Non si sa in quale misura l'A. fosse al corrente, in questi anni, delle segrete corrispondenze paterne, né quanto in seguito ne sia stato complice, come fu sospettato. Pare, tuttavia, essere stato assente da Lucca durante il triennio 1593-96, in cui si vennero precisando le trame del complotto filofiorentino. E si trovava ad Anversa, dove esercitava la mercatura, quando, nell'estate 1596, ricevette la notizia dell'arresto del padre e del bando, emesso il 2 agosto, che richiamava lui stesso a Lucca pena la condanna a morte in contumacia e una taglia di 1500 scudi. Obbedendo all'ingiunzione, forse senza tutta la sollecitudine possibile, l'A. raggiunse l'Italia, via Lione, verso la fine di ottobre o l'inizio di novembre. Ma allora la sua intenzione dì difendere la propria innocenza davanti al governo lucchese apparve inattuabile. Era già stata pronunciata ed eseguita (30 ottobre) la condanna a morte del padre e dei fratello Arrigo; i beni della famiglia erano confiscati senza detrazione della legittima; i fratelli Scipione e Lelio, ecclesiastico, detenuti in carcere; contro l'A. stesso i sospetti si erano accumulati ed era stata emessa la minacciata condanna a morte (29 ottobre). Fermatosi a Firenze, dove poteva contare sulla protezione è il favore del granduca, l'A., coinvolto ormai nella disgrazia della famiglia, ripartì alcuni giorni dopo, evitando così la sorte dei fratelli Scipione e Lelio, decapitati nell'estate 1597. Per Basilea e attraverso la Lorena, raggiunse Londra, dove si trattenne per un paio di anni.
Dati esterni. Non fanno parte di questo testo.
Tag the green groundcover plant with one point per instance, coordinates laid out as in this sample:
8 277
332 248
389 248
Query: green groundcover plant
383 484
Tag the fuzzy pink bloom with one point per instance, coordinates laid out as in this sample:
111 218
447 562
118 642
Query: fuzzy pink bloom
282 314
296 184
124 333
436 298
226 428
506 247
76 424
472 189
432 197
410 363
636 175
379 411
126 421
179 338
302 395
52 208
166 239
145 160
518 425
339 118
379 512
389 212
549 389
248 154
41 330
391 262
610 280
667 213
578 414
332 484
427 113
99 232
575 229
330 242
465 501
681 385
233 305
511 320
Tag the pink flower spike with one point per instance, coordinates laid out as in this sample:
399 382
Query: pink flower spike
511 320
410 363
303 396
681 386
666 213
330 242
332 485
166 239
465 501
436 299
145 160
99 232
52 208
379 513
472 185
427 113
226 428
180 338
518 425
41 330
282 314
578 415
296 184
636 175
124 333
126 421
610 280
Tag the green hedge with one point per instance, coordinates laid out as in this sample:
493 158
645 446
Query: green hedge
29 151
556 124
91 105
Il 10 ott. 1597 il Consiglio generale di Lucca creò uno speciale uffizio (composto dal Magistrato dei segretari assistito da tre cittadini) incaricato dell'esecuzione della taglia pendente sull'A., ultimo membro superstite della famiglia. L'uffizio, che ebbe vita per un cinquantennio, fu tenuto esattamente al corrente dei vari spostamenti dell'A. attraverso l'Europa, ma non riuscì mai a farlo raggiungere. Confidenti principali furono mercanti lucchesi all'estero: Niccolò e Ascanio Samminiati e Michele Balbani; fra tutti più pericoloso, un delatore che vendette all'uffizio le più esatte informazioni, celandosi dietro il falso nome di Federigo Landschott.
Informato del soggiorno londinese dell'A., l'"uffizio" lucchese incaricò Marcantonio Franciotti, anticipandogli una provvigione di 200 lire, di rintracciarlo ed ucciderlo. L'A., però, individuato in un tale Teodoro Paleologo sedicente mercante di Pesaro, fiutato il pericolo, disparve. Lasciata l'Inghilterra nel 1599 sotto il finto nome di Amerigo Salvetti, mercante fiorentino (nome che conservò poi per tutta la vita), passò ad Amburgo, a Danzica e, attraverso la Germania e l'Italia settentrionale, a Ragusa. Colà il governo lucchese cercò di farlo sorprendere, giungendo però troppo tardi, quando l'A. era già partito per la Francia. Furono in conseguenza inviati sicari in Francia e chiesta a Genova l'estradizione nel caso di un suo passaggio per la città, ma non si riuscì neppure questa volta a rintracciarlo.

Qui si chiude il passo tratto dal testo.